Ed è così che si apre, forse, una nuova fase dell’internazionalizzazione di Istanbul, questa volta sotto l’egida del mercato globale. Ci sono le cupole, ci sono i minareti, ma è anche vero che le mode, i locali, la stampa, sono per lo più gli stessi di Roma, New York o Berlino. E la musica. I concerti all’Inönü Stadium di Istanbul sono sempre strapieni. I giovanissimi ascoltano i Pearl Jam, Tracy Chapman, Eros Ramazzotti, Claudio Baglioni. L’algerino Kalhed con la sua Aisha non è da meno. Ma la vera colonna sonora della nuova Istanbul, quella che ossessivamente si ripete nei caffè e nelle discoteche, nei grandi magazzini e nel Gran Bazar, è basata sulle sonorità di due pop-star turche: Tarkan e Mustafà Sandal. Hepsi Senin Mi? e Gitme del primo e Araba del secondo sono i brani più gettonati. Ma il vero fenomeno è Tarkan, un giovanotto di ventiquattro anni in grado di mandare in estasi stadi pieni di teenagers, con una musica che fonde abilmente i suoni del pop-rock angloamericano con i ritmi tradizionali turchi. Nato in Germania da emigrati rientrati in patria quando lui era poco più che adolescente, rappresenta in qualche modo il simbolo della Turchia globale. In sole cinque settimane è riuscito a vendere un milione e mezzo di copie del suo ultimo disco, Ölürüm sana. Sarà proprio lui a rappresentare in questi giorni il debutto della turkish music prima negli Usa e poi nel mercato discografico internazionale. L’idea è stata di Ahmet e Nesuhi Ertegun, figli dell’ambasciatore turco negli Usa e fondatori, nell’ormai lontano 1947, della casa discografica Atlantic, che così rivelano la loro identità turca.

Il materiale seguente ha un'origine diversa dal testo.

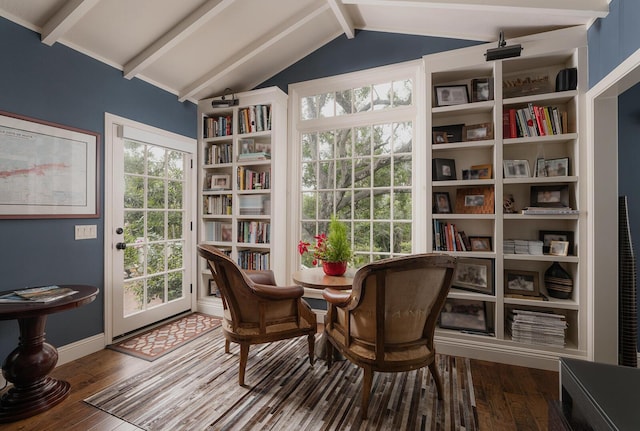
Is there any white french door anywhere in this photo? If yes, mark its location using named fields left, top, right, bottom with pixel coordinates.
left=105, top=114, right=197, bottom=339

Nel frattempo è stato già tradotto in dieci lingue, con milioni di copie vendute, il giallo Happy birthday, turco! di Jacob Arjouni, un giovane scrittore di thriller di origine turca, che vive in Francia. Il protagonista dei suoi romanzi, Kemal Kayankaya, è stato definito l’erede turco-tedesco di Philippe Marlowe. Potenza dell’immaginario, ma anche questa è la via turca alla globalizzazione. I due discografici fratelli Ertegun, il regista Ozpetek, il giallista Arjouni ne sono la prova più evidente.

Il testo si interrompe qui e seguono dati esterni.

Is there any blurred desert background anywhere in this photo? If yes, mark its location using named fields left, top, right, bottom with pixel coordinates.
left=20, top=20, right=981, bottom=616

Lasciando Istanbul, ci colpisce l’immagine di un pendolare, in perfetta tenuta da manager occidentale, con tanto di valigetta ventiquattr’ore, che, attraversando il Bosforo sul traghetto, controlla il suo computer portatile ma solo dopo aver bevuto il suo çay. È in questo atteggiamento, forse, la sfida rappresentata da questa città, dalla sua storia, dal suo futuro. Non a caso, proprio al ritorno da un viaggio a Istanbul, Stuart Eizenstat, ambasciatore Usa presso l’Unione europea, ha dovuto confessare: "L’Europa non sarebbe completa senza la Turchia".